Dr. Kaplan explained that one of the more complicated elements of a first trimester miscarriage is that it’s an abstract loss. In other circumstances, “when we experience loss, there is a particular visible or identified object that we grieve and mourn… but here, parents don't have that.”
Therefore, “it’s a very abstract loss — but something that has a lot of meaning and feelings attached to it.” Unlike other forms of perinatal loss, as in later stages of pregnancy or a stillborn, the woman “cannot really see what she lost, and it’s nothing she can really identify.”
Abstract loss tends to mourn the potential of what that pregnancy could be. For example, for Toya and her family, they had already fantasized that “it could be the little girl” they have always wanted.
Dr. Kaplan explained that “even if it is someone who has children, it doesn't take away from the fact that it could have been their dream” to have another one. Additionally, if it's someone who's already had “successful and healthy pregnancies and children, it causes even more shock that this time something went wrong.” Therefore, “it might be more devastating” because they were unprepared for that kind of disappointment, especially if they have to explain the loss to their children who knew about the pregnancy.
Dr. Kaplan explained that a common emotion following a miscarriage is a feeling of guilt because “the loss is so overwhelming and out of control, that we try to find something that makes us feel like we have some measure of control, or have something to do with this situation.” However, in most cases “there is no real reason that it happened…and it couldn't have been prevented.”

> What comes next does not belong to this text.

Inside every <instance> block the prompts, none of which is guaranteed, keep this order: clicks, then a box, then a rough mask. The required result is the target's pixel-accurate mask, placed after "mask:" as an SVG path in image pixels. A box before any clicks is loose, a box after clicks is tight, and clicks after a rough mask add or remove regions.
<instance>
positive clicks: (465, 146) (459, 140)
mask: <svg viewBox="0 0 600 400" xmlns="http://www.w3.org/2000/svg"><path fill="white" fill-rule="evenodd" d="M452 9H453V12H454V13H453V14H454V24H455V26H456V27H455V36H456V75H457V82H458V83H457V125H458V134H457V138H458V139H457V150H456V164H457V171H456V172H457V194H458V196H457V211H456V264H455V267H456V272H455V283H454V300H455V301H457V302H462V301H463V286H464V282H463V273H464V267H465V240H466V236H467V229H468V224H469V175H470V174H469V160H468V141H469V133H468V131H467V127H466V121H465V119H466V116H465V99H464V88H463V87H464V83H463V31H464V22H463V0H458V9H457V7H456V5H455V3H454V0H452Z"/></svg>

Despite that, some women wonder if it was something they did — “people come up with all kinds of reasons that could have caused it and in the process of that they engage in self guilt.” Dr. Kaplan explains we do this to try “to assume control when we feel helpless and vulnerable.”
In Toya’s case, the main guilt she was feeling was sharing with her children she was expecting so early on in her pregnancy. She admitted she regretted telling her sons because she “accidentally showed them pain” that could have been spared, had they not known she was pregnant.
Dr. Kaplan noted “it takes time to physically and emotionally heal” after facing the disappointment and sadness that can arise after a miscarriage. In some cases, the woman may want to try to get pregnant again, “especially if it was a wanted pregnancy.” But because people deal with loss so differently, moving forward can look different for everyone.
For some, it’s easier “to resume their normal life and get back to work,” while others “may need more time to be sad and disappointed.” She also noted that “just because a person may want to resume normal life, that doesn't mean they aren't sad or grieving — that’s their way of coping.” Dr. Harris thought that time would help them get back to normal, while Toya joked that she could use some tequila after not drinking for the past six weeks.
Dr. Kaplan also encouraged those struggling with the loss to look at their “community for perinatal support, and seek therapy or spiritual counseling.” Sometimes people just need a place (whatever that place may be) “to let down their guard and express the full range of despair, sadness, and loss, where they don't have to minimize it or pretend it's fine… a space where their grief can be seen and supported.”